Why you have to hold back
A 70.3 is won or lost on the run. Every match you burn on the bike comes out of your legs at the start of the half marathon, and the time you lose running easily dwarfs the time you gained pushing. Treat the bike as a controlled effort that sets up the run, not as its own race.
Pacing hills and wind
On climbs, let your power rise modestly but cap the surges — a brief spike to 110% of FTP is fine, a sustained 120% is not. Into a headwind, resist the urge to chase a number; hold your effort and accept the lower speed. On descents and tailwinds, keep pedalling smoothly rather than coasting. The goal is a steady Normalized Power, not a steady speed.

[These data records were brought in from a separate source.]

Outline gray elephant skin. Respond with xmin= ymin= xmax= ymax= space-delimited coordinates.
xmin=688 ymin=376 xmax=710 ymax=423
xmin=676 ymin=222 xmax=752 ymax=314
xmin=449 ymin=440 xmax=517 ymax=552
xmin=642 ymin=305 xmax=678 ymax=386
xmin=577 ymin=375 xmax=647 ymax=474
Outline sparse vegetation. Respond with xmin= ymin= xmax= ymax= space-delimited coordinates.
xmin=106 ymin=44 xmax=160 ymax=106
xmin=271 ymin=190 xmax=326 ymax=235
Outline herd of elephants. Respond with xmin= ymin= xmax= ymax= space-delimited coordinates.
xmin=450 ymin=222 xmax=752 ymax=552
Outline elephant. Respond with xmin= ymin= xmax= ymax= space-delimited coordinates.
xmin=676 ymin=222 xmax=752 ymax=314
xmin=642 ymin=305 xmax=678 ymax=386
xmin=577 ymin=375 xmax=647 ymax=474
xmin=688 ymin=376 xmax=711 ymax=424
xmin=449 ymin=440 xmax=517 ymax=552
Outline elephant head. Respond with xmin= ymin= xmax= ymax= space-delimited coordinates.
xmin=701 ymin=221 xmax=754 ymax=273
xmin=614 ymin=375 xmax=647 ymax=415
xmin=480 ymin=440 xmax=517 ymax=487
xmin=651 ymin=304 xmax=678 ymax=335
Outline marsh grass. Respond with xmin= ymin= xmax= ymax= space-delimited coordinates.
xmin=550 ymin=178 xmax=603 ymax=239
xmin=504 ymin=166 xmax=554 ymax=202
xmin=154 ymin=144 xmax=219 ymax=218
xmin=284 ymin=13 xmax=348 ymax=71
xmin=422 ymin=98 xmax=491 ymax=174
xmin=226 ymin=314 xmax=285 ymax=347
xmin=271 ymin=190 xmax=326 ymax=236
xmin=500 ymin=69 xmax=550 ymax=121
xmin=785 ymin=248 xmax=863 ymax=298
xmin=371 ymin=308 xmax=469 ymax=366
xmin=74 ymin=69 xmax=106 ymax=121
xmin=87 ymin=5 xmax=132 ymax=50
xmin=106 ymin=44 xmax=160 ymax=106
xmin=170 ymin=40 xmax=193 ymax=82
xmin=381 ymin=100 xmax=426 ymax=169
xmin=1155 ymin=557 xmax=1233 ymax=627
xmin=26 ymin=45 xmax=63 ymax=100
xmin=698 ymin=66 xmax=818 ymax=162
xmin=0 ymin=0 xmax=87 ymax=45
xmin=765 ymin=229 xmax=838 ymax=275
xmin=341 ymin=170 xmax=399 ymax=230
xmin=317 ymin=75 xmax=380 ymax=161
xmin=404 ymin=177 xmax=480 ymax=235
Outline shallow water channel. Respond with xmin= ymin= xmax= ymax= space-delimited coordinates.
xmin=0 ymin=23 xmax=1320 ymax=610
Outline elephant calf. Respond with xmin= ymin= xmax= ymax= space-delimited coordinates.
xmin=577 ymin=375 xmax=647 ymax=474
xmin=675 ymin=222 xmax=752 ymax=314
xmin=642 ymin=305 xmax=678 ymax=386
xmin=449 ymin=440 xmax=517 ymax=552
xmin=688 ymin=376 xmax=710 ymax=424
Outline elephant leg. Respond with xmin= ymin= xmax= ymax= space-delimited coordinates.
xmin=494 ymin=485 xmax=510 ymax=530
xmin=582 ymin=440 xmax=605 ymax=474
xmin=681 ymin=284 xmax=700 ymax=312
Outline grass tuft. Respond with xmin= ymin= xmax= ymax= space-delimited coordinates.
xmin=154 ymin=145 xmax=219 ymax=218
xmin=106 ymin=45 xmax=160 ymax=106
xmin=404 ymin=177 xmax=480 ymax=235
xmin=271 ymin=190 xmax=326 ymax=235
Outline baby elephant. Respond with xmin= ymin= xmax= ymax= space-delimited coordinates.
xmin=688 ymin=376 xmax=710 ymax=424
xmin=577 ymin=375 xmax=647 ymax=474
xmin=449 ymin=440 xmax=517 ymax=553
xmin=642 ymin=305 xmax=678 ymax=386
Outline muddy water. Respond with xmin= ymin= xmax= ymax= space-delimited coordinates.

Fuelling the bike for the run
Take on 60–90 g of carbohydrate per hour on the bike and stay on top of hydration and sodium, especially in heat — the bike is your best chance to fuel for the run, because it's much harder to absorb calories while running. Practise your exact race nutrition in training so nothing is a surprise on the day.
How Stride helps you pace it
Stride's course power-planner takes the actual 70.3 bike course and your rider profile and computes a target power and expected time using gradient, your CdA and the day's wind, so you race to a number rather than a guess. It models your W′ balance so you don't overspend on the climbs, and the Stride AI Planner builds the multi-sport block that gets your bike and run ready together. Plan your 70.3 with Stride.
Frequently asked questions
- What power should I ride the Ironman 70.3 bike leg at?
- Most age-groupers should target a Normalized Power of about 75–80% of FTP (Intensity Factor 0.75–0.80). Strong athletes can hold 0.80–0.85; first-timers should sit nearer 0.70–0.75 to protect the run.
- What is a good Intensity Factor for a 70.3 bike?
- An IF of 0.75–0.80 is the sweet spot for most athletes — hard enough to be efficient, easy enough to run well off the bike. Above about 0.85 the risk of blowing up on the run rises sharply.
- How do I avoid blowing up on the run?
- Pace the bike conservatively (IF 0.75–0.80), ride evenly without big surges, and fuel 60–90 g of carbs per hour on the bike. Most run blow-ups are caused by overbiking, not by a lack of run fitness.
- How long does the 70.3 bike leg take?
- The 90 km bike usually takes most age-groupers 2.5–3.5 hours depending on course and fitness. A course power-planner can estimate your time from your target watts and the route profile.